As a child, Cerf began to develop an interest in computers. He attended Stanford and majored in mathematics, but continued to grow more interested in computing. "There was something amazingly enticing about programming," said Cerf. "You created your own universe and you were master of it. The computer would do anything you programmed it to do. It was this unbelievable sandbox in which every grain of sand was under your control."
When Cerf graduated from Stanford in 1965, he went to work for IBM as a systems engineer, but soon decided to return to school to learn more about computers. He enrolled in UCLA's computer science department and began pursuing his Ph.D. His thesis was based on work he did on an ARPA-funded project for the "Snuper Computer"—a computer that was designed to remotely observe the execution of programs on another computer.
An Interest in Networking
The Snuper Computer project got Cerf interested in the field of computer networking. In the fall of 1968, ARPA set up another program at UCLA in anticipation of building the ARPANET. It was called the Network Measurement Center. It was responsible for performance testing and analysis, a sort of testing ground. A man named Len Kleinrock managed about forty students who ran the center. Cerf was one of the senior members of the team.
By the end of 1968, a small group of graduate students from the four schools that were slated to be the first four nodes on the ARPANET (UCLA, Stanford, the University of Utah, and UC Santa Barbara) began meeting regularly to discuss the new network and problems related to its development. They called themselves the Network Working Group (NWG). The NWG proved to be instrumental in solving many of the problems that would arrive during the design and implementation of the ARPANET, but they did not realize their importance at the time. Cerf recalls, "We were just rank amateurs, and we were expecting that some authority would finally come along and say, 'Here's how we are going to do it.' And nobody ever came along."

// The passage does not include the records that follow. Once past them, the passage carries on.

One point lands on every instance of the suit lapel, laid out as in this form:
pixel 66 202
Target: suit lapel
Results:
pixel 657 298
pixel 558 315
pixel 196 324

One of the main obstacles facing the deployment of ARPA's network was the problem of getting incompatible host computers to communicate with one another through the IMPs. Bolt Beranek &Newman (BBN) was only responsible for building the IMPs and making sure they could move packets, not devising the methods they and the host computers would use to communicate. Devising standards for communication, what came to be known as a protocol, became one of the NWG's main tasks.

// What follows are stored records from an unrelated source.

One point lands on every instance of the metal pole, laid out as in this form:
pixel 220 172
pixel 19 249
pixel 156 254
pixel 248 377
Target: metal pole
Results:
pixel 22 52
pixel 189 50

The NWG implemented a "layered" approach in building a protocol. This means that they created several simple "building block" protocols that could later be joined to oversee network communication as a whole. In 1970, the group released the protocol for basic host-to-host communication called the Network Control Protocol (NCP). They also created several other protocols to work on top of NCP such as Telnet, which allowed for remote logins.
A True Internet
In August 1969, BBN delivered the first IMP to UCLA. A month later The second was delivered to SRI. The ARPANET continued to grow quickly from that point. Cerf was present when the first IMP was delivered to UCLA. He was involved with the IMP immediately performing various tests on the new hardware. It was during this testing that he met Bob Kahn. They enjoyed a good working relationship.
Within a few years of the creation of the ARPANET, other computers networks were deployed. They were all independent self-contained networks. Cerf recalls, "Around this time Bob started saying , 'Look, my problem is how I get a computer that's on a satellite and a computer on a radio net and a computer on ARPANET to communicate uniformly with each other without realizing what's going on in between?'"
They decided that there needed to be a "gateway" computer between each network to route packets. The gateway computers would not care about the various complexities of each network. They would simply be in charge of passing packets back and forth. But all of the networks transmitted packets in different ways, using their own protocols.
A new standard was needed to link all of the networks and allow inter-network communication. Cerf and Kahn began working out a plan in 1973. In September, they presented a paper outlining their ideas to the International Networking Group.
In May 1974, they complete their paper entitled, "A Protocol for Packet Network Intercommunication." They described a new protocol they called the transmission-control protocol (TCP). The main idea was to enclose packets in "datagrams."
These datagrams were to act something like envelopes containing letters. The content and format of the letter is not important for its delivery. The information on the envelope is standardized to facilitate delivery. Gateway computers would simply read only the delivery information contained in the datagrams and deliver the contents to host computers. Only the host computers would actually "open" the envelope and read the actual contents of the packet. TCP allowed networks to be joined into a network of networks, or what we now call the Internet.
Cerf continued to refine TCP. In 1976, he accepted a job as program manager responsible for what was then called the "ARPA Internet" at ARPA. In 1978, Cerf and several of his colleagues made a major refinement in 1978. They split TCP into two parts. They took the part of TCP that is responsible for routing packages and formed a separate protocol called the Internet Protocol (IP).TCP would remain responsible for dividing messages into datagrams, reassembling messages, detecting errors, putting packets in the right order, and resending lost packets. The new protocol was called TCP/IP. It went on to become the standard for all Internet communication.
Vinton Cerf's significant contributions justify the reference to him as the Father of the Internet.